According to a report by ABC News, the idea has been put forward by Associate Professor Thomas Trull of the Antarctic Climate and Ecosystems Cooperative Research Center in Hobart, Australia.
The comments come as the Australian Government considers its position on ocean fertilization.
"If you asked me would I do this for CO2 mitigation, I'd say not now," said Trull.
Trull said that he does not think the benefits of ocean fertilization outweigh the risks of the technology at this point, and it should only be carefully researched as an option of last resort.
"Imagine if we started to realize that we were actually headed towards melting Greenland or we were going to flood Singapore, then we might say okay, I guess we'd better do this," said Trull.

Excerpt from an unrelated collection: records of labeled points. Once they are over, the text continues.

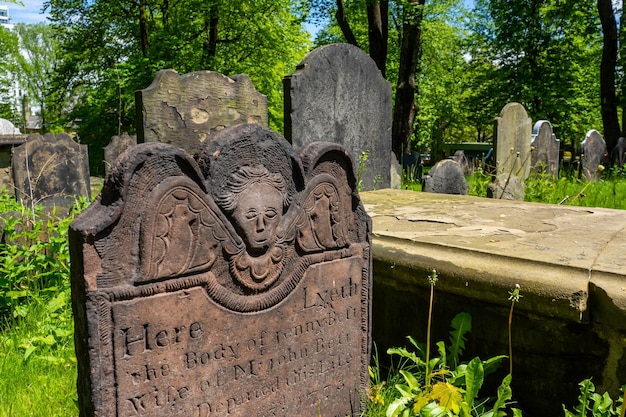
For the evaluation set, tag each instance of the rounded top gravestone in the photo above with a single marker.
(237, 282)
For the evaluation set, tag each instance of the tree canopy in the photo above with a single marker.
(452, 69)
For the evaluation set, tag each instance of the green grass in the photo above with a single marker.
(44, 383)
(610, 192)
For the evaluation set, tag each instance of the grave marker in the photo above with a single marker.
(512, 136)
(183, 110)
(238, 283)
(594, 153)
(50, 170)
(337, 94)
(446, 177)
(116, 146)
(545, 156)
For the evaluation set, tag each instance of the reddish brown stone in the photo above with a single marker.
(235, 285)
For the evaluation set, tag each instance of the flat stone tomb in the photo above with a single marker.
(235, 284)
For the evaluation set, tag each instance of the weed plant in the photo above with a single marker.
(37, 362)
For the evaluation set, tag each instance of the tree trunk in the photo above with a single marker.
(340, 15)
(143, 27)
(410, 53)
(378, 32)
(210, 44)
(608, 97)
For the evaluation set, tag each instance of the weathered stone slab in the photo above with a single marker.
(594, 154)
(446, 177)
(235, 284)
(116, 146)
(512, 136)
(184, 110)
(337, 94)
(545, 156)
(50, 170)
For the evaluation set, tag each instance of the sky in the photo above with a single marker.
(30, 12)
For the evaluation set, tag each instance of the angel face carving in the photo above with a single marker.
(257, 215)
(255, 202)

"Personally I think we should avoid that by acting now on reducing our emissions rather than hoping that these backstop technologies will save us later," he added.
Ocean fertilization involves adding nutrients such as iron or nitrogen to the sea to stimulate phytoplankton in the hope of sequestering carbon dioxide or fish stocks.
Trull said that assuming the technology works and it is possible to verify sequestration, scientific models show the maximum amount of carbon that could be sunk into the ocean is less than 15% of the world's annual human generated greenhouse emissions.
"The total capacity is about 1 Gigatonne of carbon a year," he said.
Trull said that the length of time carbon could be sequestered will vary between 6 months and 100 years.
According to Trull, no studies have been specifically designed to look at the risks of ocean fertilization, but evidence suggests possible risks include upsetting the food web and creating dead zones in the ocean.
Risks could also include producing worse greenhouse gases like nitrous oxide and methane, blocking penetration of sunlight, trapping more heat or changing ocean circulation, he added.
Trull said that using nitrogen is "more risky" than using iron, because it stays in the system for millennia, compared to iron, which sinks into sediments by natural processes over decades or a century at most.
"For me, the overall return isn't that large for something you're taking a risk on," said Trull.
"It does seem to me it's not a huge ask to reduce CO2 production by 15% by reducing the spendthrift ways in which we use energy," he added.